Muhtemelen çocukluğunda hiç Counter Strike oynanamamış bir gencimiz, şiddet sarmalından kurtulamamış, ne yazık!

Şimdi haberlerde denk gelip duruyorum okul katliamı yapıp bilmem kaç kişiyi öldüren çocuk haberlerini. Mesele hep sonunda aynı yere bağlanıyor. “Şiddet içerikli bilgisayar oyunlarına çok meraklıymış”. Hah yani! Bilgisayar oyunu oynamasa melek gibi çocuk olacakmış! Yine aynı uzmanlar yine aynı zırvalar.

Bu sanırım büyüklerin yanılsaması en çok, çocuklar oyunla gerçek hayatı ayırabiliyor gayet, ayıramayan biziz. Misal ben küçükken Süper Mario oynardım hep ama musluk tamircisi olmaya heveslenmedim. Yani düşünün işte çocukluğunuzdaki oyunları, hangisi şiddet içermiyordu ki. Hem bi saniye, şiddetsiz oyun mu olur yahu, teletabi mi oldunuz hepiniz.
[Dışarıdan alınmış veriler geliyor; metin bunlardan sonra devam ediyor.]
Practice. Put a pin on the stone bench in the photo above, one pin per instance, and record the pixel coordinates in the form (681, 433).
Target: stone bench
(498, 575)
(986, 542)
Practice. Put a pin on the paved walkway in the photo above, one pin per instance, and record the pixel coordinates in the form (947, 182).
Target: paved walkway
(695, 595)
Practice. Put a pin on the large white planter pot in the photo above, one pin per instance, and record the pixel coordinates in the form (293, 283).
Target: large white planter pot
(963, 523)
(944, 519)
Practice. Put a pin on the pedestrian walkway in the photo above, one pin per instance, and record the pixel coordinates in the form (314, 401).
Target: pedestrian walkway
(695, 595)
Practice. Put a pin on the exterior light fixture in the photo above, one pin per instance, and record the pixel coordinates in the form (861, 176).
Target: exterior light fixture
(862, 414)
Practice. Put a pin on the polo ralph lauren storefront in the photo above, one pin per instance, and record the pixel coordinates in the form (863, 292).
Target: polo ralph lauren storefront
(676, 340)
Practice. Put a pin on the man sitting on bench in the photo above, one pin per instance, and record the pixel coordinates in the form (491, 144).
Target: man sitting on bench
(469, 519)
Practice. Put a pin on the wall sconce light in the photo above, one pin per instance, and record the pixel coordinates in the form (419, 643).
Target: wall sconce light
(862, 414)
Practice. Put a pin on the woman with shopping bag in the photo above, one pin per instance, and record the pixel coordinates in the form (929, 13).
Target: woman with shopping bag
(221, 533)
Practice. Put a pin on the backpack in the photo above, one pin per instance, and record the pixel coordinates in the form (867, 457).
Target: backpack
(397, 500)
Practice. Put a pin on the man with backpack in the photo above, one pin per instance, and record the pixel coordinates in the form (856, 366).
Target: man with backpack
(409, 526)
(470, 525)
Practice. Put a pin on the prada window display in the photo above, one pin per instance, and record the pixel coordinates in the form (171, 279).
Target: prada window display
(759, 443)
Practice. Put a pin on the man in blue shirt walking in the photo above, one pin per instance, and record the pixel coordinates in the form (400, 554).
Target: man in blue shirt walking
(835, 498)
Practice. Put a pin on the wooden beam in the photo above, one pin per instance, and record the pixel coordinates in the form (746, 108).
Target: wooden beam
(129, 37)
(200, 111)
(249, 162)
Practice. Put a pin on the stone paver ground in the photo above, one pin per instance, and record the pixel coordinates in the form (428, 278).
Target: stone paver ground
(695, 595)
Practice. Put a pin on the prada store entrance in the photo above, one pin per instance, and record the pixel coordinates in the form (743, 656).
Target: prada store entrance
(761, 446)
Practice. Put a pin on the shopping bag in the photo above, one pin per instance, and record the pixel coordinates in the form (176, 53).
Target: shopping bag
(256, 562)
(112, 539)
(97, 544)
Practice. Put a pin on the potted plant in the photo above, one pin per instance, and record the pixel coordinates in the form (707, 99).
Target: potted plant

Sorun büyüklerin sanal dünyayla gerçekliği karıştırması sanırım. Hem o kadar salağız ki mesela silah kullanan adam görüntüsü çocuklar için sakıncalı bulunmuyor ama kan görüntüsü yasak. Şiddeti neden sonuç ilişkisinden koparırsanız işte o zaman çocukları psikopat edersiniz. Tetik çekildiyse ve karşıda bir adamın kafası varsa, o kafa patlar arkadaş, kafa beyin filan saçılır yere. Çocuğa bir şeyi izletmeyeceksen tetiğin çekilmesini kristalle. Ya da çiçekle ne biliyim!
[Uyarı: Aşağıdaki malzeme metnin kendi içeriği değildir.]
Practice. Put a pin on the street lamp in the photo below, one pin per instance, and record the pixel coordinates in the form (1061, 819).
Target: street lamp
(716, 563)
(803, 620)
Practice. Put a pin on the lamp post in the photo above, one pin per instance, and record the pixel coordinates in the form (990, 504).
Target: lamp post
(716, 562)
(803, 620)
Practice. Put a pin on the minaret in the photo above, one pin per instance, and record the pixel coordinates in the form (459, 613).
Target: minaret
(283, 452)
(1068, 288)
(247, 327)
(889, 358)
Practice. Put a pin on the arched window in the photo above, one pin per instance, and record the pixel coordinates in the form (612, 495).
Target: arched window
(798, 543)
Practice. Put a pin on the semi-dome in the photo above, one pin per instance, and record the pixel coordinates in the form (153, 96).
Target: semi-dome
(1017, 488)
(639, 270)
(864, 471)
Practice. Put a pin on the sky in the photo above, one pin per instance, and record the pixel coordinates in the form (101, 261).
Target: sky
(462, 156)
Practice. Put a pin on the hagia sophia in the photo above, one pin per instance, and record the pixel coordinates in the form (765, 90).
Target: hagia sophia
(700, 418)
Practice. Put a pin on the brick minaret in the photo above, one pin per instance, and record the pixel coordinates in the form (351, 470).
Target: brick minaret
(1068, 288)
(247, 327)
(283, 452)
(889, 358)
Şimdi bırakalım, bilgisayar oyununu filan. Bir bilgisayar oyununu oynamayı çocuğuna yasaklayarak vicdanını rahatlatmasın kimse. Şiddetten arındıramazsınız çocukları; sokaklar, meydanlar, insanlar, polisler, şoförler… hepsi şiddetle dolup taşmış. Sadece şiddeti bir otorite aracı kullanmanın kötü bir şey olduğunu anlatabilirsiniz belki. Ama işte çelişki de orda başlıyor ya. Neredeyse tüm otoriteler şiddet kullanarak otorite oluyor ve çoğumuz onlara tapıyoruz. Çocuklar ne yapsın!